Converting a Streaming Pipeline to Batch

Batch Klio pipelines can be useful when performing backfills or when work can be done on a cadence. Batch jobs can also simplify local testing as resources to handle Pub/Sub messages are not required to be set up to kick off a job.

Config Changes

In the klio-job.yaml there are two config values that need to change in order to convert a streaming job to a batch job: the streaming field and the job_config.event input and output configurations.

Streaming

Set streaming to False:

 name: my-stream-job-that-i-want-to-be-batch
 pipeline_options:
   streaming: False
 job_config:
   <-- snip -->

Event I/O

Currently the only supported event inputs and outputs for streaming jobs are Google Cloud Pub/Sub. However there are multiple supported event configurations in batch mode, the simplest of which is a text file located locally or in GCS. Similarly, writing event outputs to a GCS file is available in batch mode by setting job_config.event.outputs.

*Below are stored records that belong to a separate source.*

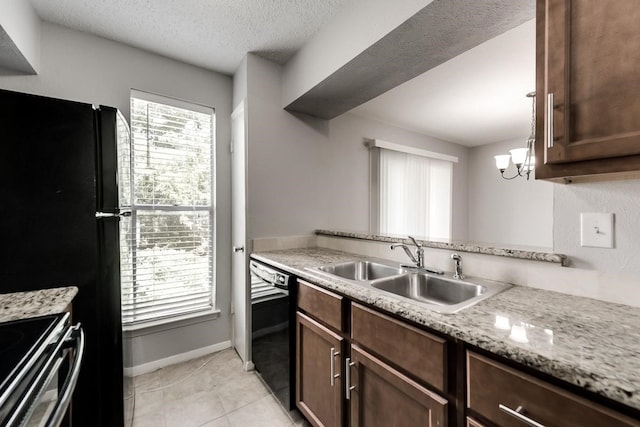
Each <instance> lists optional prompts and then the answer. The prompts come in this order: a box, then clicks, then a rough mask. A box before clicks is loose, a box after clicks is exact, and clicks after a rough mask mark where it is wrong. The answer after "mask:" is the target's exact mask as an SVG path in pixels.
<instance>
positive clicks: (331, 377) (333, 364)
mask: <svg viewBox="0 0 640 427" xmlns="http://www.w3.org/2000/svg"><path fill="white" fill-rule="evenodd" d="M330 354H331V365H330V366H331V372H330V374H331V387H333V386H334V385H335V383H336V378H340V374H336V356H340V352H339V351H336V349H335V347H331V350H330Z"/></svg>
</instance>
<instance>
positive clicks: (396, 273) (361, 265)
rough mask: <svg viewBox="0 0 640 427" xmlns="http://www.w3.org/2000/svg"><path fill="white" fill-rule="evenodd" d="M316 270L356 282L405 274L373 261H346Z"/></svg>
mask: <svg viewBox="0 0 640 427" xmlns="http://www.w3.org/2000/svg"><path fill="white" fill-rule="evenodd" d="M317 270H318V271H322V272H324V273H328V274H332V275H334V276H338V277H341V278H343V279H349V280H356V281H369V280H376V279H380V278H383V277H390V276H396V275H398V274H403V273H404V272H405V270H404V269H403V268H400V267H393V266H390V265H386V264H381V263H378V262H373V261H348V262H343V263H340V264H331V265H326V266H322V267H318V268H317Z"/></svg>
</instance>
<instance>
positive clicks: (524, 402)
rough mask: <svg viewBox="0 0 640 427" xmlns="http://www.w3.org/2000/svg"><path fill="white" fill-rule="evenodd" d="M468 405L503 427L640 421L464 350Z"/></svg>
mask: <svg viewBox="0 0 640 427" xmlns="http://www.w3.org/2000/svg"><path fill="white" fill-rule="evenodd" d="M467 407H468V409H469V410H471V411H472V412H473V413H474V414H478V415H479V416H481V417H483V418H485V419H487V420H489V421H491V422H492V423H494V424H496V425H499V426H504V427H521V426H523V425H543V426H562V427H572V426H575V427H583V426H591V427H631V426H635V427H638V426H640V421H637V420H633V419H631V418H628V417H626V416H624V415H622V414H619V413H617V412H614V411H612V410H610V409H608V408H605V407H603V406H601V405H598V404H596V403H594V402H591V401H589V400H586V399H583V398H581V397H579V396H576V395H575V394H573V393H570V392H568V391H566V390H563V389H560V388H558V387H556V386H554V385H551V384H549V383H547V382H545V381H542V380H540V379H538V378H534V377H532V376H530V375H527V374H525V373H522V372H520V371H518V370H515V369H513V368H510V367H508V366H505V365H503V364H502V363H500V362H497V361H495V360H492V359H489V358H487V357H484V356H481V355H479V354H476V353H473V352H468V353H467ZM536 423H538V424H536Z"/></svg>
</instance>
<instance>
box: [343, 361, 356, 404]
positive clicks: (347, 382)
mask: <svg viewBox="0 0 640 427" xmlns="http://www.w3.org/2000/svg"><path fill="white" fill-rule="evenodd" d="M355 365H356V364H355V363H354V362H352V361H351V358H350V357H347V358H346V359H345V362H344V369H345V373H344V384H345V389H344V391H345V398H346V399H347V400H350V399H351V392H352V391H353V390H355V388H356V386H352V385H351V367H352V366H355Z"/></svg>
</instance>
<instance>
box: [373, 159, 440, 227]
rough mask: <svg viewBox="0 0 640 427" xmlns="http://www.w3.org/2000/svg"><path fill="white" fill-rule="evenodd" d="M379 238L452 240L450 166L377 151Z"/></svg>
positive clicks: (431, 159) (431, 161) (436, 161)
mask: <svg viewBox="0 0 640 427" xmlns="http://www.w3.org/2000/svg"><path fill="white" fill-rule="evenodd" d="M379 172H380V173H379V179H380V181H379V186H380V188H379V191H380V198H379V205H380V209H379V220H380V233H381V234H400V235H412V236H417V237H423V238H430V239H450V238H451V187H452V174H453V164H452V163H451V162H448V161H445V160H436V159H431V158H428V157H423V156H418V155H413V154H407V153H402V152H399V151H394V150H386V149H380V171H379Z"/></svg>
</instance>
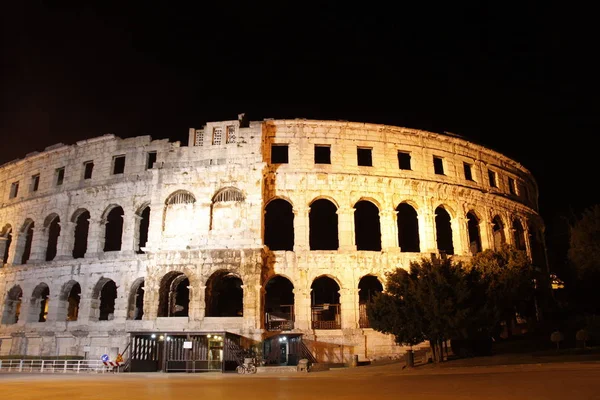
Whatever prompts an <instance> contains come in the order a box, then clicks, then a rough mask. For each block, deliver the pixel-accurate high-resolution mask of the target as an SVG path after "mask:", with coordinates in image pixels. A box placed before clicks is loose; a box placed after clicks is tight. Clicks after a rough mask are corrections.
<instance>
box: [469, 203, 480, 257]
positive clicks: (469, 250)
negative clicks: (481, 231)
mask: <svg viewBox="0 0 600 400" xmlns="http://www.w3.org/2000/svg"><path fill="white" fill-rule="evenodd" d="M467 231H468V232H469V252H470V253H471V254H477V253H480V252H481V250H482V247H481V234H480V232H479V218H477V215H475V213H474V212H473V211H469V212H468V213H467Z"/></svg>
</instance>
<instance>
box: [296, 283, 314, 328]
mask: <svg viewBox="0 0 600 400" xmlns="http://www.w3.org/2000/svg"><path fill="white" fill-rule="evenodd" d="M310 291H311V289H306V288H294V290H293V292H294V329H297V330H301V331H307V330H310V329H311V311H310Z"/></svg>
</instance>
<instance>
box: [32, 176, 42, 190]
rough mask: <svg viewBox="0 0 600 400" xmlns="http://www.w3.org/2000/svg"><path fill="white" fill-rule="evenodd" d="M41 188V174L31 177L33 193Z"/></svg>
mask: <svg viewBox="0 0 600 400" xmlns="http://www.w3.org/2000/svg"><path fill="white" fill-rule="evenodd" d="M39 188H40V174H36V175H34V176H32V177H31V191H32V192H37V190H38V189H39Z"/></svg>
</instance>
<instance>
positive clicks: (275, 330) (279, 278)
mask: <svg viewBox="0 0 600 400" xmlns="http://www.w3.org/2000/svg"><path fill="white" fill-rule="evenodd" d="M264 287H265V301H264V313H265V329H266V330H268V331H288V330H292V329H294V319H295V318H294V284H293V283H292V281H291V280H290V279H288V278H286V277H285V276H283V275H275V276H272V277H271V278H270V279H269V280H268V281H267V282H266V283H265V286H264Z"/></svg>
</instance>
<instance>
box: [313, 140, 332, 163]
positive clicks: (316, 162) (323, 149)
mask: <svg viewBox="0 0 600 400" xmlns="http://www.w3.org/2000/svg"><path fill="white" fill-rule="evenodd" d="M315 164H331V147H329V146H323V145H318V144H316V145H315Z"/></svg>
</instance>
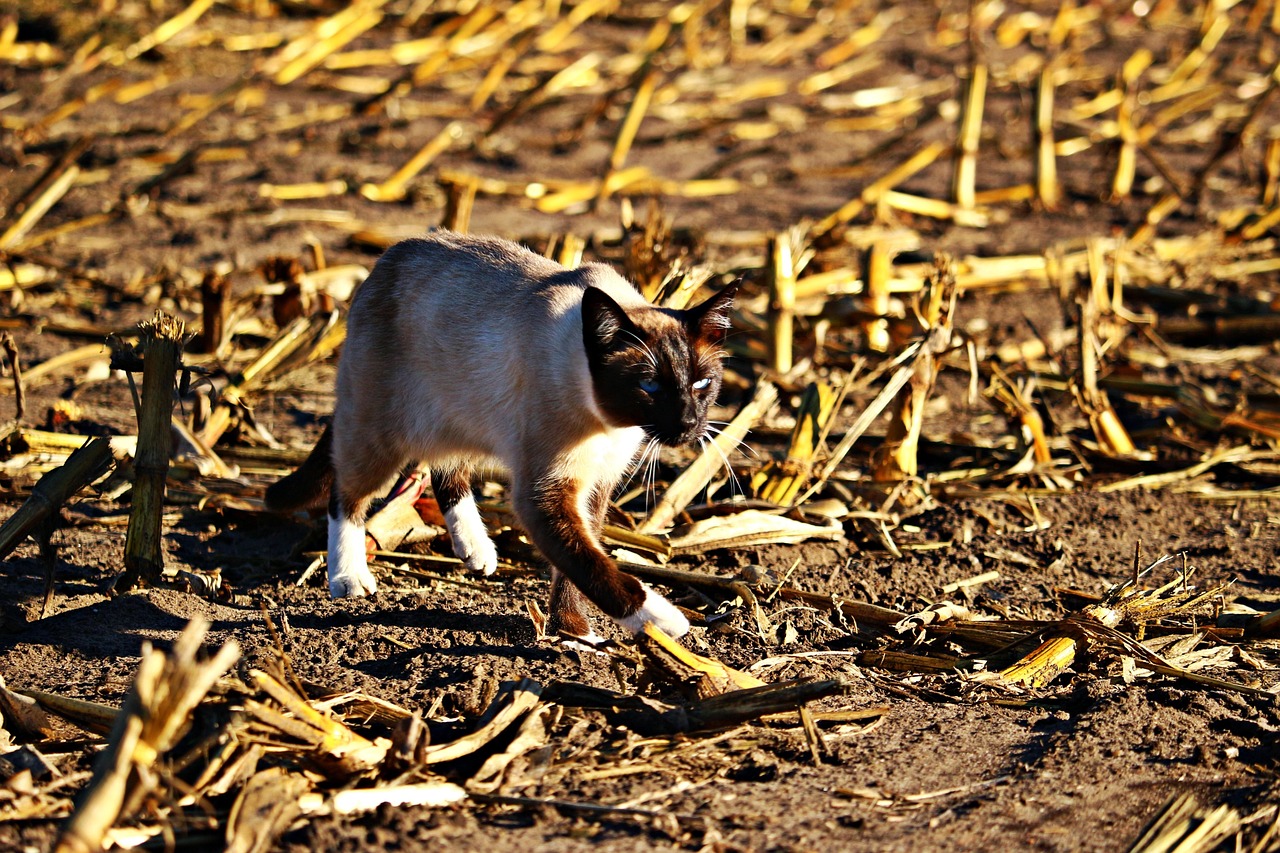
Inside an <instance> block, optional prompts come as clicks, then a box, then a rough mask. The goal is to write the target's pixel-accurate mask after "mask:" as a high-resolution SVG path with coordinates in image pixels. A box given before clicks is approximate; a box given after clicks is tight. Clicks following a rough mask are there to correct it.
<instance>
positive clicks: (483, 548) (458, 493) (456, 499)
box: [431, 465, 498, 575]
mask: <svg viewBox="0 0 1280 853" xmlns="http://www.w3.org/2000/svg"><path fill="white" fill-rule="evenodd" d="M431 491H434V492H435V500H436V502H438V503H439V505H440V512H443V514H444V523H445V525H448V528H449V539H451V540H452V542H453V553H454V555H457V556H458V558H460V560H462V562H463V564H466V566H467V569H470V570H471V571H483V573H484V574H486V575H492V574H493V573H495V571H498V548H495V547H494V544H493V539H490V538H489V532H488V530H486V529H485V526H484V519H481V517H480V511H479V510H477V508H476V498H475V494H474V493H472V492H471V469H470V467H468V466H466V465H449V466H440V465H431Z"/></svg>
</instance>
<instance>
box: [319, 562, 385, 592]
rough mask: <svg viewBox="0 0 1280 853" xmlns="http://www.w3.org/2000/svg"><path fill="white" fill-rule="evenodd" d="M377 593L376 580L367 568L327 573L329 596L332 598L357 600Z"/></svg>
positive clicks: (368, 566) (361, 566)
mask: <svg viewBox="0 0 1280 853" xmlns="http://www.w3.org/2000/svg"><path fill="white" fill-rule="evenodd" d="M375 592H378V580H376V579H375V578H374V573H371V571H369V566H360V567H358V569H351V570H347V571H330V573H329V596H330V597H333V598H358V597H361V596H372V594H374V593H375Z"/></svg>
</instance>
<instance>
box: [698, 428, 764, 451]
mask: <svg viewBox="0 0 1280 853" xmlns="http://www.w3.org/2000/svg"><path fill="white" fill-rule="evenodd" d="M713 423H723V421H708V423H707V432H709V433H712V434H714V435H716V437H717V438H718V437H721V435H726V433H724V430H723V429H718V428H716V427H712V424H713ZM726 425H727V424H726ZM728 438H730V441H732V442H733V446H732V447H731V448H730V452H733V451H741V452H744V453H746V455H748V456H750V457H751V459H756V460H758V459H760V455H759V453H756V452H755V448H754V447H751V446H750V444H748V443H746V442H744V441H742V439H741V438H733V437H732V435H728Z"/></svg>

An example of of the changes for reading and writing to a GCS file are seen below:

 name: my-stream-job-that-i-want-to-be-batch
 pipeline_options:
   streaming: False
   <-- snip -->
 job_config:
   event:
     inputs:
       - type: file
         location: gs://my-event-input/my-input-elements.txt
     outputs:
       - type: file
         location: gs://my-event-output/

Note

A batch job can also be converted into a streaming job in a similar matter. However, missing resources such as Pub/Sub topics and subscriptions will need to be created with the command klio job verify --create-resources.